In the July Ensign President Deiter F. Uchtorf explained that commitment is a little like diving into water in the way that once you've started diving you have to follow through. "Either you are committed or you are not. Either you are moving forward or you are standing still. There's no halfway. We all face moments of decision that change the rest of our lives." If we are avoiding doing what needs to be done, or justifying alternatives, we are not keeping our commitments and "nothing can be more important than keeping a commitment we have made with the Lord." These are the covenants we make within the gospel and our full commitment or lack of will determine our future and our character. "Being only sort of committed to the gospel can lead to frustration, unhappiness, and guilt."
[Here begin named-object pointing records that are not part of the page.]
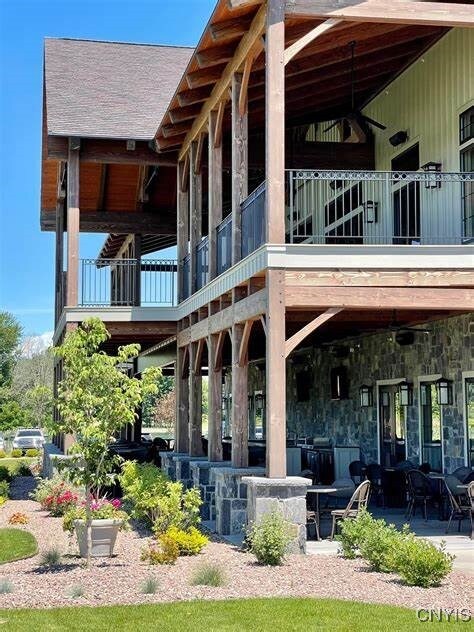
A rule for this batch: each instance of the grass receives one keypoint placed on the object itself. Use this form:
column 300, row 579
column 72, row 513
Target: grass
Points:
column 255, row 615
column 16, row 544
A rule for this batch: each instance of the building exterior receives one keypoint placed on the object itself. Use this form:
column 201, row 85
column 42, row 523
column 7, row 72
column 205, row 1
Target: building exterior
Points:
column 320, row 156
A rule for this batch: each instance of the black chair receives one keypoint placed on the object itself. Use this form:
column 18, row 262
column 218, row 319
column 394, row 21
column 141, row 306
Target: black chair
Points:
column 357, row 471
column 375, row 476
column 419, row 493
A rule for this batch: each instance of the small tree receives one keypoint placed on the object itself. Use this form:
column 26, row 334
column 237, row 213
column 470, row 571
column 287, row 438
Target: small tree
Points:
column 96, row 399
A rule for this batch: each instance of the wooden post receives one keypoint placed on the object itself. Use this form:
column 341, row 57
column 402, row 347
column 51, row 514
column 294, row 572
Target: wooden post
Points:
column 195, row 404
column 72, row 223
column 137, row 285
column 215, row 191
column 182, row 200
column 239, row 164
column 182, row 404
column 215, row 401
column 275, row 122
column 195, row 207
column 239, row 417
column 276, row 375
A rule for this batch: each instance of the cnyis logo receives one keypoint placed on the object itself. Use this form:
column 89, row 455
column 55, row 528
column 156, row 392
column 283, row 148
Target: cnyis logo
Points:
column 440, row 615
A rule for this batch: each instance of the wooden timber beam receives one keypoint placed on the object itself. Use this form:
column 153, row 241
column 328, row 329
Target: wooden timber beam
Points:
column 295, row 340
column 298, row 46
column 395, row 11
column 380, row 298
column 243, row 49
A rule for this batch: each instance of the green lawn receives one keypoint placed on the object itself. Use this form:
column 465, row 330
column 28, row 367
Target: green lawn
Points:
column 16, row 544
column 254, row 615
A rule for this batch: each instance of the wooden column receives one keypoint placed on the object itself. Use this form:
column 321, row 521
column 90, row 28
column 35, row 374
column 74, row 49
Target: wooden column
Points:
column 182, row 213
column 215, row 190
column 137, row 255
column 239, row 163
column 276, row 375
column 214, row 432
column 72, row 223
column 239, row 416
column 195, row 404
column 195, row 208
column 275, row 122
column 182, row 404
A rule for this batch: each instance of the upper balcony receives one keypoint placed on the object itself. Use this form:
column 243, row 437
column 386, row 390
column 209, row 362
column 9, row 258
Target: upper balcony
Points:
column 392, row 208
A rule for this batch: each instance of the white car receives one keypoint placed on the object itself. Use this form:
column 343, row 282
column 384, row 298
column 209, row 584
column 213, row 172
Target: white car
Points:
column 28, row 438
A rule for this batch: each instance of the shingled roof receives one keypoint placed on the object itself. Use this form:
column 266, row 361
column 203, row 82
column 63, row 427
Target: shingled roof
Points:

Covenants are supposed to help us keep our commitment to the Lord. When we are faced with the option to delay we can say to ourselves, "well, this alternative is very tempting or that seems like a good reason to wait or do this other thing, BUT I have promised to do this -- so I must. This is why I like the diving analogy so much. In my cliff diving experience, the key to getting myself to dive is just forcing myself over the edge - after that, I'm fully committed and there's no going back. If you see covenants as having already taken the step off the cliff, as already being committed, then there's nothing to be done except to execute the dive and swim back to the surface.
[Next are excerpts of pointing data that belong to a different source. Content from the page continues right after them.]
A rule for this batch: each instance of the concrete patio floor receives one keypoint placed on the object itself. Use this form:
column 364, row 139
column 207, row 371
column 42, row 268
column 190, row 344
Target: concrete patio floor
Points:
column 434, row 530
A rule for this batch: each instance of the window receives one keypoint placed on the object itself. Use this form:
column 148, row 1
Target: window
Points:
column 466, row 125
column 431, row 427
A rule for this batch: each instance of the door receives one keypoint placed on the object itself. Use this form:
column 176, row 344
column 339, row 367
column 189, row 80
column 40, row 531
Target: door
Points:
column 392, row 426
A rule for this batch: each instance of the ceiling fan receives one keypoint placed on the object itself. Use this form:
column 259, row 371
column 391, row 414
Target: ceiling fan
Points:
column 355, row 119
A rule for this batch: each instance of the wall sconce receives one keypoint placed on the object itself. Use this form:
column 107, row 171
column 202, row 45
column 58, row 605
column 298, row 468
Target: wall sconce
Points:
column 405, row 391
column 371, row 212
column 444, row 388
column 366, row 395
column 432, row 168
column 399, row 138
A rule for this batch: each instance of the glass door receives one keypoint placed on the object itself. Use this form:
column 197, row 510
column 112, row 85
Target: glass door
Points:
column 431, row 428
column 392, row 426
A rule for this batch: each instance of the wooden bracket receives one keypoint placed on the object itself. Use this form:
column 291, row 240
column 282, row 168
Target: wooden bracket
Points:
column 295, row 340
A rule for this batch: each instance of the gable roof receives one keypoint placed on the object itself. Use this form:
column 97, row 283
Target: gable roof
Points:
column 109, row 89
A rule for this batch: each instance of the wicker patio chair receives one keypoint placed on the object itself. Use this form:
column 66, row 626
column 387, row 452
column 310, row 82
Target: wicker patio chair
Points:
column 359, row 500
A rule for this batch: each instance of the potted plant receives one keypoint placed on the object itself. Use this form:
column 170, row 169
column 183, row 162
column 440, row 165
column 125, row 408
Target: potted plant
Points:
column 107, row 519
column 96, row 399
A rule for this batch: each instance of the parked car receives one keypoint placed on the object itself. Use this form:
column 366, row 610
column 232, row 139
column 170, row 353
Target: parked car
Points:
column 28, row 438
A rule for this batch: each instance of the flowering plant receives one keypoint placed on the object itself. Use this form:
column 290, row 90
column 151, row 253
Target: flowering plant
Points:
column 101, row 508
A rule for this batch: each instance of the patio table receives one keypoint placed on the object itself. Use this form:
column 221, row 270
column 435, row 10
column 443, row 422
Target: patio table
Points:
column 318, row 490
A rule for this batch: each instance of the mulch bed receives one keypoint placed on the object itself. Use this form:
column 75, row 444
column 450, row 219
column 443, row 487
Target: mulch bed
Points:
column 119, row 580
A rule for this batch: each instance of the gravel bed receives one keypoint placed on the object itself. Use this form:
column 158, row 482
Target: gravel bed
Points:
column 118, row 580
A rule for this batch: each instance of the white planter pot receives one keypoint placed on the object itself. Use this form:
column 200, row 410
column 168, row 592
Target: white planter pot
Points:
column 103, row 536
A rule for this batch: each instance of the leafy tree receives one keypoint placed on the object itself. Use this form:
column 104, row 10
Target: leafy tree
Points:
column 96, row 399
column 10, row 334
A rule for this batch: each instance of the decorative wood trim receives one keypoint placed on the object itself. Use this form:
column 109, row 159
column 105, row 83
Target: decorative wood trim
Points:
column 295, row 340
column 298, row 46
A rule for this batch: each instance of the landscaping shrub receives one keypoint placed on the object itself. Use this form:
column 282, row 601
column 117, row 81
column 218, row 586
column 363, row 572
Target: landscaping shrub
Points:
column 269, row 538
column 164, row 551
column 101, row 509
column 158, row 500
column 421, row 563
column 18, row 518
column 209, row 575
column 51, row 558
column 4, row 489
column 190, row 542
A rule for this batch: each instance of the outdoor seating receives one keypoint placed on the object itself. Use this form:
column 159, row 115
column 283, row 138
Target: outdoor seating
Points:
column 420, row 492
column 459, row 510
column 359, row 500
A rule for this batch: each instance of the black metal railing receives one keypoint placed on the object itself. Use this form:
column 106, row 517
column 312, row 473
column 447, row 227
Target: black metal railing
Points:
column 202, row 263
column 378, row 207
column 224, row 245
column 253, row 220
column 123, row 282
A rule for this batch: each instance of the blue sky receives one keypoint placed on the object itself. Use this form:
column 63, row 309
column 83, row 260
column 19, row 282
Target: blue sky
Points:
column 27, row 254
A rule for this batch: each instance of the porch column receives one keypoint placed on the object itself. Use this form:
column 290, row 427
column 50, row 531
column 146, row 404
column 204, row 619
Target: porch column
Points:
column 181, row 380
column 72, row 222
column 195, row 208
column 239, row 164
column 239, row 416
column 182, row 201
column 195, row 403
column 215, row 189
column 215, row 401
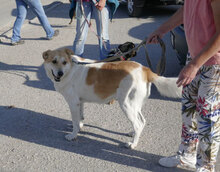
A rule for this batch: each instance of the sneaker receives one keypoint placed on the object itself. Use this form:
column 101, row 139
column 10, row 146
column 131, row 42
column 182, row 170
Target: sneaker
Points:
column 56, row 33
column 17, row 42
column 177, row 161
To keep walking to the edge and looking over, to keep thinking about it, makes getting myself to dive harder. I have to just do it. It's a lot the same with my commitments to the Lord. If I start to even consider alternatives and excuses to what I have committed to do…it makes everything more difficult.

We shouldn't be afraid of our covenants. When we made them we had the chance to consider if what we were promising to do really was the best choice. Every time we renew our covenants we have the opportunity to reconsider that. I promised to love God and do what He wants in all things. I really do believe that what He wants, He has stated in the gospel of Jesus Christ.

It helps to think "I cannot choose otherwise." That in the same way that I cannot step back onto the cliff once I have jumped, I cannot choose other than what I have promised to God. And I have faith in what He has promised me in return, that as I show him I am fully committed - that I am fully HIS - He will make of my decisions the best results, and make of me my best self.

To me this is a big part of turning oneself over to Christ. My life is His, because my decisions are already made - I am committed to Him.